State Sovereignty: Follow Up
Lest anyone misunderstand, my previous piece, State Sovereignty: The Final Hope, was not meant to be an expression of desire for secession from the union by any state. The actual intent was to clarify that the states set up the federal government, the states set the parameters for its organization, the states granted and limited its powers, and the states have the power to reign it in. The question is, will they?
There were a few Governors who initially resisted the stimulus funds offered by the federal government. They stood initially on principle before succumbing to public pressure. Some rationalized the taking of some of the money after originally telling us how it didn’t come without strings attached. I’m not sure whether or not any leaders held out completely. It was a chance for true leadership to stand up and say, “Enough, we will not be participants.”
If the states will not stand up to the federal government, the trends will never be changed. Both major political parties have been enlarging the size of government and increasing the debt and deficit. We cannot expect any substantive change to come from within. We the people are fairly powerless once the election is completed. Party politics trumps serving the people once they get to D.C. and their collection of form letters.
The states could very well amend the Constitution should they wish to do so, whether that be to add an amendment or to repeal one. Three-fourths of the states, thirty eight, can call the convention to deal with such issues. The details are laid out in Article V of the Constitution. It is apparent that the Founding Fathers planned for the possibility of the government being non-responsive to the people.
Article V – Amendment
The Congress, whenever two thirds of both Houses shall deem it necessary, shall propose Amendments to this Constitution, or, on the Application of the Legislatures of two thirds of the several States, shall call a Convention for proposing Amendments, which, in either Case, shall be valid to all Intents and Purposes, as part of this Constitution, when ratified by the Legislatures of three fourths of the several States, or by Conventions in three fourths thereof, as the one or the other Mode of Ratification may be proposed by the Congress; Provided that no Amendment which may be made prior to the Year One thousand eight hundred and eight shall in any Manner affect the first and fourth Clauses in the Ninth Section of the first Article; and that no State, without its Consent, shall be deprived of its equal Suffrage in the Senate.

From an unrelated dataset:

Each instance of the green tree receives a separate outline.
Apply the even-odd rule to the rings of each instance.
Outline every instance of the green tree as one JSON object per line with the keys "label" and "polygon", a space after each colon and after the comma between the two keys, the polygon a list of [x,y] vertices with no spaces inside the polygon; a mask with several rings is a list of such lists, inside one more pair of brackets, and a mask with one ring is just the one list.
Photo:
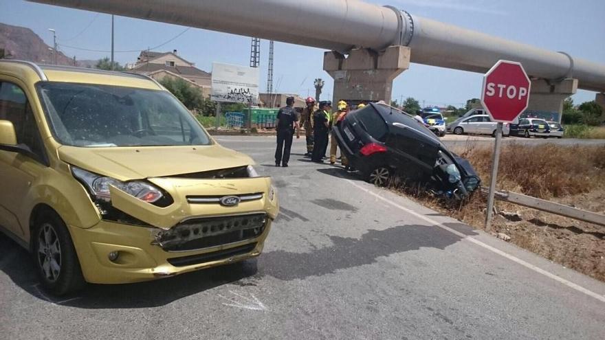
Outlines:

The states have allowed the federal government to pass legislation and rule from the bench regarding areas that should have been state issues. They have allowed the government to grow out of control. The result is being seen as the government is now dictating to private industry as to how their business should be carried out from having company officers terminated to removing standing from investors. Threats and retribution by the government toward companies and individuals is a step too far. The states need to take back the power they have ceded to the federal government. The Founding Fathers were rightly concerned about a centralized government becoming too powerful. The things they warned of are coming true before our very eyes. Our last hope is to elect state and local leaders that will stand up to the federal government or succumb to the whims of D.C.